‘Sana şimdi dokunmasalar da ağlar’ mısın?
Durup durup eskilere gitmeyi, oralarda biraz eğlenip geri gelmeyi, geri geldikten sonra o günleri, o insanları bir süre daha yanımda yöremde yaşatmayı seviyorum galiba.
Bunu yapmak için sık sık şiiri bahane ediyorum.
Bak, sokağa çıkma yasağı saatleri ve ben Necati Polat’ın ‘Kalender’ini çoktan tedarik etmişim. (Aylık Dergi Yayınları. Basılış tarihi 1984.)
Necati. İlk tanıdığım günlerde biraz uçarı bulduğum, gözlerinde zeka ışıyan ve zekanın bazen dudaklarında bir kıvrıma dönüştüğü çocuk.
Ankara’ya gelirdi ara sıra. Ramazan, Ömer, Üzeyir, Ali, Cemal, haşır neşir olurduk.
Bir defasında Sabah da vardı.
Şiir sohbeti dikine dikine gidiyordu. Hatırlıyorum, o da hatırlar mı bilmem, kimse kimseyi hırpalamasın diye durdurmuştum Necati’yi.
Necati İstanbul’dadır. Hukuk okur. Ara sıra Berna (Vahdettin) Yiğitcan’ın Laleli’deki dükkanına takılır.
Şairdir.
Diyeyim mi? Sırılsıklam romantik.
Altını çizmişim kitapta. Tek delilim bu olsa yeter.
“Ne bu kaşlarında yay zalimliği.”
Ve melankolik.
“Söyle, umarı var mı
Kırılmışsam içimden?”
Sık sık derinleşiyor. Dirim ve Ölüm Baladı’nda olduğu gibi. Hatta sorguluyor.
“Kuru, çürük bir dal gibi çatırdıyor hayat
Ayaklarım altındaki dünyaya eğiliyorum, bir dolu usanç”
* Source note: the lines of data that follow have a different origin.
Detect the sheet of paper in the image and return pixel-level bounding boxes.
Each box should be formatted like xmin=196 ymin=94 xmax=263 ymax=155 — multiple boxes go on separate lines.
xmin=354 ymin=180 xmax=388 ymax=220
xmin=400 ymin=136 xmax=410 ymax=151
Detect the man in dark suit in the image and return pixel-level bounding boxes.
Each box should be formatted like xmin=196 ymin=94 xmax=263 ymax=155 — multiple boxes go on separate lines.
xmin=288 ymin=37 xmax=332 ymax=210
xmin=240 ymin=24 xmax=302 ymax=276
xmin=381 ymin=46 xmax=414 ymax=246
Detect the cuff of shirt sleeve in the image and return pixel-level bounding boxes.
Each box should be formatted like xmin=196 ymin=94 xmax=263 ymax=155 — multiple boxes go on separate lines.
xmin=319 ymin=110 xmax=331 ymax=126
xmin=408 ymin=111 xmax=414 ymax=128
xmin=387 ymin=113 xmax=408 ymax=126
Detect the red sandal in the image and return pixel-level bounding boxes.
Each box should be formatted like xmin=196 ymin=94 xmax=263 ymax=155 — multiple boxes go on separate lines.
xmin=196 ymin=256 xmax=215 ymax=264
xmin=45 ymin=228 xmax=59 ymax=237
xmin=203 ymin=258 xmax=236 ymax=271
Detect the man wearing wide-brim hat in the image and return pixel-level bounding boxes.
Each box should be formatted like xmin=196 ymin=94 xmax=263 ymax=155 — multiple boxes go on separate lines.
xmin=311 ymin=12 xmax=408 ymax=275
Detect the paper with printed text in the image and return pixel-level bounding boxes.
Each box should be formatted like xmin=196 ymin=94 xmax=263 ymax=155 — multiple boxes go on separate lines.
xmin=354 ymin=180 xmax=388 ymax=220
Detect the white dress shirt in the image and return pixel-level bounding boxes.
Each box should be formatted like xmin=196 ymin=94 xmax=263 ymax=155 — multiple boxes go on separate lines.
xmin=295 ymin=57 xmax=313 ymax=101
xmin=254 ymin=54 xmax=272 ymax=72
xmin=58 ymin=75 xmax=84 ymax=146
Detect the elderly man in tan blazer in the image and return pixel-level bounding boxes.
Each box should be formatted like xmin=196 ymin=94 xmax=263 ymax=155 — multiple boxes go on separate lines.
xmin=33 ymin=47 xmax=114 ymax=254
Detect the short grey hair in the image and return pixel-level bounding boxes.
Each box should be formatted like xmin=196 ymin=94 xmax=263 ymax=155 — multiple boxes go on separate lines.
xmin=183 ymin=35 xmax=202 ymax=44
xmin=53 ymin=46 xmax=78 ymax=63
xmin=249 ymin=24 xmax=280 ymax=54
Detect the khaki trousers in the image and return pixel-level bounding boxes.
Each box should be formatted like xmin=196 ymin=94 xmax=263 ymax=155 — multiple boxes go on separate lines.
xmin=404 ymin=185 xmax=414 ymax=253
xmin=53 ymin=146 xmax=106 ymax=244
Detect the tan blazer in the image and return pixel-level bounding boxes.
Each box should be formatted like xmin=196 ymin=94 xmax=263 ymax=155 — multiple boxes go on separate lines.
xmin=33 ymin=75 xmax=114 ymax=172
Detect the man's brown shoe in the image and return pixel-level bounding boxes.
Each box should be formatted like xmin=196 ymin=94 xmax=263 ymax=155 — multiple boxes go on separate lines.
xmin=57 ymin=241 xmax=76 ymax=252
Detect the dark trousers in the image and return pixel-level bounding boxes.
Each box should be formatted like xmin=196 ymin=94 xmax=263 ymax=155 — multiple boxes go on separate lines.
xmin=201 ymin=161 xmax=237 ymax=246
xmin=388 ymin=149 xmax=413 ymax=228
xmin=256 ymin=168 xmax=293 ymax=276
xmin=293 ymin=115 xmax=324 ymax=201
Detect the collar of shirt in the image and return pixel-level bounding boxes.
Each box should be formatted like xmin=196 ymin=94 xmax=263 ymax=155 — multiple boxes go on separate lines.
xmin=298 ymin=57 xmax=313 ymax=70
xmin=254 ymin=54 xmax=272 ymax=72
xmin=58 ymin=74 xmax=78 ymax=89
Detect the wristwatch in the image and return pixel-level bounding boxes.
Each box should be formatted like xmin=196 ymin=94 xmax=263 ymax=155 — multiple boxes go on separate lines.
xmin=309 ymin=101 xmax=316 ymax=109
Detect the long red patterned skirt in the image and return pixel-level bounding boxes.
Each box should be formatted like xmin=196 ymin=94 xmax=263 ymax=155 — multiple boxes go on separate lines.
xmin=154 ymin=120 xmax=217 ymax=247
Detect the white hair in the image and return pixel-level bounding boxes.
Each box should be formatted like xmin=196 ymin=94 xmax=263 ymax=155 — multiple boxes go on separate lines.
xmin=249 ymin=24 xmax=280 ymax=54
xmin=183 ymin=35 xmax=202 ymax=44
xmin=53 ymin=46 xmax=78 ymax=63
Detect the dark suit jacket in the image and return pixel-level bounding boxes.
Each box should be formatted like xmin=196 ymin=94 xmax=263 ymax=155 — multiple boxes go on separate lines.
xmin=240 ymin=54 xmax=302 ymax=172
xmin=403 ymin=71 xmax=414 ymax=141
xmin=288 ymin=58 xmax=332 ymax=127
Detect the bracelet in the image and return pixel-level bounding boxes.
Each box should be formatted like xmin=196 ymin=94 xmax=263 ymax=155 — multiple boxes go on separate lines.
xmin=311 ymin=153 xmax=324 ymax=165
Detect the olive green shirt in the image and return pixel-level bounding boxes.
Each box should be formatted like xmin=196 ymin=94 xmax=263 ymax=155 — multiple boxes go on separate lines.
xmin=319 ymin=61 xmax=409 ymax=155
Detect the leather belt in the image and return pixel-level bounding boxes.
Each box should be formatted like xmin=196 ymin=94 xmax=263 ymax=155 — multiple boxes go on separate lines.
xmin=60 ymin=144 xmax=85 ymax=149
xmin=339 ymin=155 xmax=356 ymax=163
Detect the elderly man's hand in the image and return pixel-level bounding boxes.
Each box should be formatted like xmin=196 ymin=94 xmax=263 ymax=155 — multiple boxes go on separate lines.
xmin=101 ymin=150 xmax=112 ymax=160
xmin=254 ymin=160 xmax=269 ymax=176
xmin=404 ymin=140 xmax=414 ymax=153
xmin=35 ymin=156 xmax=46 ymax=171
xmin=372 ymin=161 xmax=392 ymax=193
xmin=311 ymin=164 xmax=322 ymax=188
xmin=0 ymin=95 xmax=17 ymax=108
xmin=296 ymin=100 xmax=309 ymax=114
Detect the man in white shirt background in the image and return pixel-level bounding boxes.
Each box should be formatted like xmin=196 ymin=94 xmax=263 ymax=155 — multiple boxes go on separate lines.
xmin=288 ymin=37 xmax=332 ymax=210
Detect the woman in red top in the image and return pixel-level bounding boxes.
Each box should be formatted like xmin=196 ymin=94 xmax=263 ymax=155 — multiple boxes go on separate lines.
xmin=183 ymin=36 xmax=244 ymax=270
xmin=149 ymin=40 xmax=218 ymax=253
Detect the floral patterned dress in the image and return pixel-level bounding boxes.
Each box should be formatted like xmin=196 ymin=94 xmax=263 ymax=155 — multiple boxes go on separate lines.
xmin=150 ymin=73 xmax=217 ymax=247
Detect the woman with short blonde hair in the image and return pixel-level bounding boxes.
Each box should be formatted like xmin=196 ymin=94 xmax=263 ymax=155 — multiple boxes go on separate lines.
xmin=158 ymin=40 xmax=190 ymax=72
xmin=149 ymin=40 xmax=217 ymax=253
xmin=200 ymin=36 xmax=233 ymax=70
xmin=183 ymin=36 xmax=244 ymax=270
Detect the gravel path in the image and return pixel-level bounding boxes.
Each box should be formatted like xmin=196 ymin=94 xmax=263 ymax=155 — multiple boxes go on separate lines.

“Benim de mi böyle ıssız günlerim olacaktı, ben de mi ağlayacaktım yurt ranzalarına kapanıp
Böyle başıboş dolaşacak mıydım ben de, en son
Tülbentinden damlayan yaşlarını duyup annemin”
“Paralarla örtüyorlar üzerini nerde bir güzel çocuk ölse, nerde bir memur öldürülse
Onlardan kalan birşeylere talibiz ama ne, deli olacağım, anne anne”
Sorgulama demişken.
“Kükreriz kalkar ayağa ve olur ki bu işin borsası da çekilir hayatımızdan
Dedim şu dövüş sözü de eskisi kadar inandırıcı olmuyor artık dikkat ettin mi”
Yine de Necati Polat’ın şiirinin en azından bizim dilimizde dolaşmasına sebep olan bunlardan sonrasıdır.
“Yorgunum/Oturup suluboya resimler yapmak geliyor içimden/O uzaktaki sevgilimin de cebimde bir resmi olsun isterdim”
“Ben, kardeşim gibi saçından bir tel isteyemem belki ama/eminim ezik, çiğdemler gibi mektuplar alırım.”
“Bana öyle yol verme, bak ölüyorum”u da hatırlamamız gerekiyor.
“Şimdi ben burada/birtanem/taşıyorsam şu çivili ve ağır yüreği/ben şimdi yenimi sıyırarak durmuşsam başında bu uçurumun/insanlar bağrışarak duydukları utancı belirtiyorlarsa benim şu şair ve acılı halimden/bırakma sen olsun beni hemen/dur kulak ve anla/kaldırarak yüksüklü dudaklarını, birtanem/öyle yol verme/öyle yol verme bana.”
Bu kadarını ben biliyorum. Belki birkaç dost daha...
Ama, “Bana şimdi dokunmasalar da ağlarım”ı şiirle arası olan daha çok kimse bilir.
“Bana şimdi dokunmasalar da ağlarım
Bırakıp çıkarım şu çayı masada, şu kırık bakışı çocuk yüzünde garsonun
İçimdeki o plak da besbelli usanır artık dönmekten
Yürürüm, ayak izlerim yiter toprakta.”
Bu şiir, hiç eksilmeden devam ediyor. Merak eden kitabı bulsun okusun. Bilmiyorum internetin bir yerlerinde var mı.
Başkasını bilmem. Ben,
“Teybimiz vardır,
Beyler
Dışardan gazel okumak yasaktır”ı da severim.
Necati, kitabı, Eşrefolu Rumi’nin şiirin son hududundaki meşhur gazeliyle tamamlıyor.
“Bela yağmur gibi gökten yağarsa
Başını ana tutmaktır adı aşk”
Necati Polat, şimdi ilim adamı. Doğrusu ilimin de hakkını veriyor. Öyle ki şaşarsınız, bu genç, sırılsıklam şairden nasıl memleket çapında bir hukukçu çıktı diye.
Ben şiiri kendi sesimle veya içimdeki bir sesle okumayı becerebiliyorum.
Kalender’in içindeki şiirleri zaman zaman Necati’nin sesiyle okuyorum. Güzel oluyor. Yani, yazıdaki halinden daha güzel.
Necati, şimdi şiir yazmıyorsa da, sesi hiç değişmemiş, biliyor musunuz? Buna seviniyorum.